Anonyme, Rencontre entre Jean d'Antioche et 'Amr b. Sa’d b. Abi Waqqaç al-Ançarî, prétenduement 643, VIIè-VIIIè s. n-è

Ensuile, lettre de Mar Jean, patriarche, au sujet de l entretien qu’il eut avec l’émir des Mahgrayê

1. Parce que nous savons que vous êtes dans le souci et la crainte à cause de nous, au sujet de l’affaire pour laquelle nous avons été appelés en cette région notre bienheureux père le patriarche nous faisons savoir à Votre Charité que le 9 de ce mois de mai, le jour du saint Dimanche, nous sommes entrés chez l’illustre général émir, et ce bienheureux père de l’ensemble a été interrogé par lui si c’est un seul et même évangile sans aucune différence, qui est tenu par tous ceux qui sont chrétiens et qui portent ce nom par tout le monde.
— Le bienheureux lui répondit qu’il est un et le même chez les Grecs, les Romains, les Syriens, les Egyptiens, les Couschites , les Hindous, les Arméniens, les Perses et le reste de tous les peuples et langues!

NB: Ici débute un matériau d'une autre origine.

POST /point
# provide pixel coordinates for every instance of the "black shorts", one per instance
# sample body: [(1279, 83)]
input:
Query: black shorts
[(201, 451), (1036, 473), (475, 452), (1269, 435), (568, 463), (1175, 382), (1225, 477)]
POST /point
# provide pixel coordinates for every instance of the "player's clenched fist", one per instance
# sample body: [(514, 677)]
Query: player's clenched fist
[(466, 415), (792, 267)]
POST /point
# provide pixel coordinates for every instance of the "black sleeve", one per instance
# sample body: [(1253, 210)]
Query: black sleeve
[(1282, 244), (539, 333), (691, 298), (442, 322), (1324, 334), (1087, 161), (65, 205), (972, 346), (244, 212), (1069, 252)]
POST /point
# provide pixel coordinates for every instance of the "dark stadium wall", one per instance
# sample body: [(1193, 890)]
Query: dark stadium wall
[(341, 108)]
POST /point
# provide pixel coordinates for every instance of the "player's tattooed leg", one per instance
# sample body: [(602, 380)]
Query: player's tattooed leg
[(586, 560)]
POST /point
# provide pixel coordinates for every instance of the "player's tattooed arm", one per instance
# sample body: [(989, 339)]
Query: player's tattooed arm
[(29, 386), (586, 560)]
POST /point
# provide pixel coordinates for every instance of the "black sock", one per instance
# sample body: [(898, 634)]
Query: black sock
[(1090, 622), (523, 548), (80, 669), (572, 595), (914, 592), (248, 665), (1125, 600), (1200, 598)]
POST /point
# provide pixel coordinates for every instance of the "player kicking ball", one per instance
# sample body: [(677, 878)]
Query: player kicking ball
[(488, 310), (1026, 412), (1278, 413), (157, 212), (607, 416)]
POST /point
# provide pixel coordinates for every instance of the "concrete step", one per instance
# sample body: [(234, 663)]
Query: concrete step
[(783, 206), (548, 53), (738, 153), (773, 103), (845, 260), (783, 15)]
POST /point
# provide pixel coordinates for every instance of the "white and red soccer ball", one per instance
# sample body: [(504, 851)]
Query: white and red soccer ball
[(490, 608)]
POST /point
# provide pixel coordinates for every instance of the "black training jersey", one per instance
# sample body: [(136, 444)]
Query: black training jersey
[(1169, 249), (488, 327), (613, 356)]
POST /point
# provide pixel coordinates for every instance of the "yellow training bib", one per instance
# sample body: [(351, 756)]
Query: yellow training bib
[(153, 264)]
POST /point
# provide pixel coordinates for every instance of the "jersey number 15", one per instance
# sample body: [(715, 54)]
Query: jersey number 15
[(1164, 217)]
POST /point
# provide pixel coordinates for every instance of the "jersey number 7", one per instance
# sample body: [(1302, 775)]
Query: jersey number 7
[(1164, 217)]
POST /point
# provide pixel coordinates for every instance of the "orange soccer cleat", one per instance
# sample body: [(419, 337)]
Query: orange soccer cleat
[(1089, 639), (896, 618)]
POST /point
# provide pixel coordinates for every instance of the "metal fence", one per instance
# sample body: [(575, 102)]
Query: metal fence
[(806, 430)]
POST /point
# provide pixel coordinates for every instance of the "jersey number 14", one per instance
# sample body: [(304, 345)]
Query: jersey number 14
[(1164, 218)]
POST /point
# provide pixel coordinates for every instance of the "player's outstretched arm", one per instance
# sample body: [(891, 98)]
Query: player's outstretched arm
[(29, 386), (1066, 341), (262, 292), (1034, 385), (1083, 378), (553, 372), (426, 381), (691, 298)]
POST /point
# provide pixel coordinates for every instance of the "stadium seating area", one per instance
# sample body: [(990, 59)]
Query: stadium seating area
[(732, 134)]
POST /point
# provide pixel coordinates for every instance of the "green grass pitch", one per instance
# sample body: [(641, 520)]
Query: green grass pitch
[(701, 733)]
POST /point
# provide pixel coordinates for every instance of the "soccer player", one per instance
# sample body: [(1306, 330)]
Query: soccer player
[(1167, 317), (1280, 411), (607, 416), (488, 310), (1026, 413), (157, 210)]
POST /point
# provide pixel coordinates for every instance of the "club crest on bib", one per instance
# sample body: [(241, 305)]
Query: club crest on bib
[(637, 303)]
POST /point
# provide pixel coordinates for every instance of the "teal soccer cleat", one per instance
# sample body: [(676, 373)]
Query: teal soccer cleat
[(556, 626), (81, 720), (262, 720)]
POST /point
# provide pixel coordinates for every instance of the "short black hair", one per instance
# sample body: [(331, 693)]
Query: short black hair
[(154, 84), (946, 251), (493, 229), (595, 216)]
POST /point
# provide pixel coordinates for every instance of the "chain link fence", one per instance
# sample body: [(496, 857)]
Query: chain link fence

2. Il lui demandait encore :
“Pourquoi, puisque l’Évangile est un, la foi est-elle différente ?”
Et le bienheureux répondit :
“De même que la Loi est une et la même, et qu’elle est acceptée par nous autres chrétiens et par vous Mahgrayê, et par les juifs et par les samaritains, et chaque peuple est divisé pour la foi ; il en est de même pour la foi de l’Evangile, chaque hérésie le comprend et l’interprète de manière différente, et non comme nous.

3. Il demandait encore :
« Que dites-vous qu’est le Christ ; qu’il est Dieu ou non ?”
Et notre père répondit :
Nous disons qu’il est Dieu et le Verbe qui est né de Dieu le père, éternellement et sans commencement, et qu’à la fin des temps, pour le salut des hommes, il s’est incarné et s’est fait homme du Saint-Esprit et de la Sainte Vierge, Mère de Dieu, Marie, et il fut homme !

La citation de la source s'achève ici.